Ada limón , lucky wreck
Publisher: Autumn House Press
2006, 88 pages, paperback, $14.95
ada limón’s first collection of poems, lucky wreck, creates a world where one can solve “the problem of the wind / with an orange.” In stating this, limón’s poems become a series of problems and solutions, that is, “peelings.” Limón’s speaker introduces this idea of ‘peeling’ in the poem “First Lunch with Relative Stranger Mister You” when she says, “What to do with the problem of the orange? / Let me tell you something Mister, / you’ve got to peel it.”
The book consists of four sections, and in the first section, the speaker introduces a complex continuum of desire and violence. “My fist is like a kiss. / I want a shirt that says, Kiss Me or I’ll Cut You. / I want to start every sentence with, / Let me tell you something, Mister.” Other poems, such as “The Lost Glove,” place an overt emphasis on the unnamed “you.” The speaker says, “Do not forget what I accuse you of, saying / do not forget that You are the you in this poem.”
The second section continues to evoke desire and violence, but the themes are more closely intertwined. “The Circus Folk Find Fault in Their Own Humanness” includes the lines, “Still, our finest failure, / our human parts uncovered and / raw like a tiger wound / we cannot find a reason to touch one another / without a gasping audience in the room.” Yet in “All Kinds of Shipwrecks,” subtle shift transpires when the speaker says, “[W]hat would I rather be: / the diver, or O lucky wreck to have been found?” Violence and desire remain, but they transition into the more personal tone of the third section.
In contrast to the other sections, “The Spider Web,” is the only one to use a distinguishable form, a crown of sonnets, and a more personal tone is affected through the introduction of a more intimate and domestic setting.
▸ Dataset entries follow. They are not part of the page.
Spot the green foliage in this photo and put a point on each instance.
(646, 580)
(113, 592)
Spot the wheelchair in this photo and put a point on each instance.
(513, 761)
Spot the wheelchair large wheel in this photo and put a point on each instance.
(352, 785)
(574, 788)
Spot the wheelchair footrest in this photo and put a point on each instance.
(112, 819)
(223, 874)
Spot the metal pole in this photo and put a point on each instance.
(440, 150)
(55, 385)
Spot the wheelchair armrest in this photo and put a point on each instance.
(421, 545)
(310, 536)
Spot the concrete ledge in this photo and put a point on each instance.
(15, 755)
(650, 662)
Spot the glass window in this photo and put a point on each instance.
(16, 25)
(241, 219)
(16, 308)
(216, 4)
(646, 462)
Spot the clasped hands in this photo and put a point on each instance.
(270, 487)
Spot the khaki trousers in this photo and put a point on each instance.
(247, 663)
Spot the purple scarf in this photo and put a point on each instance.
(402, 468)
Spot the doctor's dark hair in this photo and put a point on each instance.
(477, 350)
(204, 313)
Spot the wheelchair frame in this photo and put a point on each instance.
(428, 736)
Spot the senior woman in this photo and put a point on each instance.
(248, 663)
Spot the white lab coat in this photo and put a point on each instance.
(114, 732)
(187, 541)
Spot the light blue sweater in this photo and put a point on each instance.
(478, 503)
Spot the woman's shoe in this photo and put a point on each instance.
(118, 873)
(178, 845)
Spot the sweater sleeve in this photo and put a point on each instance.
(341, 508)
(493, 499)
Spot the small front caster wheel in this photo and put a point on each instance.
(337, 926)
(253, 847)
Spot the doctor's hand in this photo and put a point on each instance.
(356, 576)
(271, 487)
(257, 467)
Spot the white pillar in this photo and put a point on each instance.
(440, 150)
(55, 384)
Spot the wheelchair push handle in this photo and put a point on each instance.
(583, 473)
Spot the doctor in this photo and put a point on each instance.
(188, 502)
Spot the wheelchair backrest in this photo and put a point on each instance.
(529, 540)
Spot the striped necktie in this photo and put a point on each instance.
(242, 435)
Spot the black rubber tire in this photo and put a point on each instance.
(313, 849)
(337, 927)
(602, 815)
Themes such as imprisonment and freedom introduced. While earlier poems have alluded to these themes, “The Spider Web” is especially interested in them. Yet the speaker is ambiguous about her desire for freedom. If I had my choice, I’d have a boat of my own, / The sails would be my skin, the bow my bones…I’d fly the flag and name her, Unmanned Woman.” The irony and ambiguity, of course, result from the speaker’s claim that she does not have a “choice.”
The fourth section emphasizes the desire for movement and freedom. In “The Lessing Table,” everything – the table, the silverware, and even the conversation – becomes miniscule until the only possible action is to “pass” a note that says, “Make the train wheels lock. / Make the mobile stop. / Do something, do something.” However, it is the final poem, “Thirteen Feral Cats,” that creates a whole from the individual “parts” of the collection. In doing so, lucky wreck progresses from desire, violence, and ambiguity, to an acceptance and even a praise of “the walls / and all the parts of us they manage to hold so dearly.”